Spanish sport is set to be overhauled with new laws aimed at boosting grassroots athletes and cracking down on doping.
Significant changes were agreed following a meeting between the country's Sports Minister José Manuel Rodríguez Uribes and Spanish Olympic Committee (COE) President Alejandro Blanco.
Three new "pillars" have been approved, the COE said, to "enhance" sport in Spain both now and in the future.
The first pillar will be a law to "prioritise" support for grassroots sport, as well as women's competition and university events.
"Minority" sports and their federations will also be backed by this law, which will replace legislation which has been in place since 1990 if approved by politicians.

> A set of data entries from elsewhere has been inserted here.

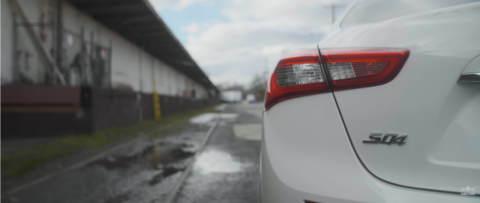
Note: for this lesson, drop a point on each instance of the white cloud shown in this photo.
(174, 4)
(259, 33)
(191, 28)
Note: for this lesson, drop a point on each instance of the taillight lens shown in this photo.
(356, 68)
(300, 74)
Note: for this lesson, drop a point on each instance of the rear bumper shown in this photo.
(306, 155)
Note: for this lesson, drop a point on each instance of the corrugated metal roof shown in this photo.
(137, 21)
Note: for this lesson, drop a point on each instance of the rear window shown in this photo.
(371, 11)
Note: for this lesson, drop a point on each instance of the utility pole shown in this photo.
(333, 7)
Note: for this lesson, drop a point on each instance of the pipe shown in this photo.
(37, 43)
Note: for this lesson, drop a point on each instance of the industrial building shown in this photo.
(75, 66)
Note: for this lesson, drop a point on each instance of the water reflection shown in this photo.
(215, 161)
(209, 118)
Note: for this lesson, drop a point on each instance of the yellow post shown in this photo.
(156, 102)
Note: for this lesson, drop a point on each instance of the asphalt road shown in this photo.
(147, 170)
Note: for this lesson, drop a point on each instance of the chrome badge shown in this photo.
(387, 138)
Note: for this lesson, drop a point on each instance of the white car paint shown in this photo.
(307, 153)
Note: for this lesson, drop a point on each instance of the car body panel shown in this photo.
(440, 116)
(313, 160)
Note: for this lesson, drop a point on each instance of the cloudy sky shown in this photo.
(232, 40)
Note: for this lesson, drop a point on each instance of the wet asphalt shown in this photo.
(148, 169)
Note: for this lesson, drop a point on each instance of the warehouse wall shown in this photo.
(131, 67)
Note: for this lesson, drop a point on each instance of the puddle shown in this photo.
(221, 107)
(209, 118)
(215, 161)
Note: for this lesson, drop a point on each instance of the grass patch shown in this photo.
(19, 162)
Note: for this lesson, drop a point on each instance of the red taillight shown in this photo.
(297, 75)
(356, 68)
(303, 73)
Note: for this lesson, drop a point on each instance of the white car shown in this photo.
(385, 109)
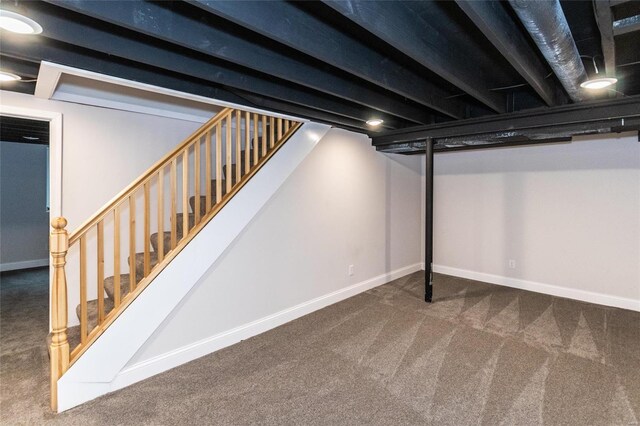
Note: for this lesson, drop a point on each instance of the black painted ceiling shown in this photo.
(409, 63)
(20, 130)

The second pillar will be a law to combat doping which the COE claimed would see Spain adapt to the current requirements of the World Anti-Doping Agency.

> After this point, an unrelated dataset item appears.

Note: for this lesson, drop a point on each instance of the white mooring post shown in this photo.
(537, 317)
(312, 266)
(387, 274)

According to AS, a crucial part of this legislation will be the elimination of the Administrative Court of Sports from the doping process, which has previously overturned a number of resolutions.
This has included cases which were part of Operation Puerto, a high-profile Spanish investigation launched in 2006 which implicated several leading cyclists.
A National Anti-Doping Committee will solely deal with sanctions and appeals under the new law, AS said.
Lighter punishments for amateur athletes and those caught using recreational drugs are also due to be introduced.
The third pillar of the overhaul will be the creation of an athlete statute to provide "comprehensive security to the athlete during their sports career and support after their retirement, as well as visibility, recognition and a charter of basic rights and duties".
Uribes and Blanco also used their meeting to discuss a plan which will support Spanish athletes in the build-up to the 2024 Olympic Games in Paris.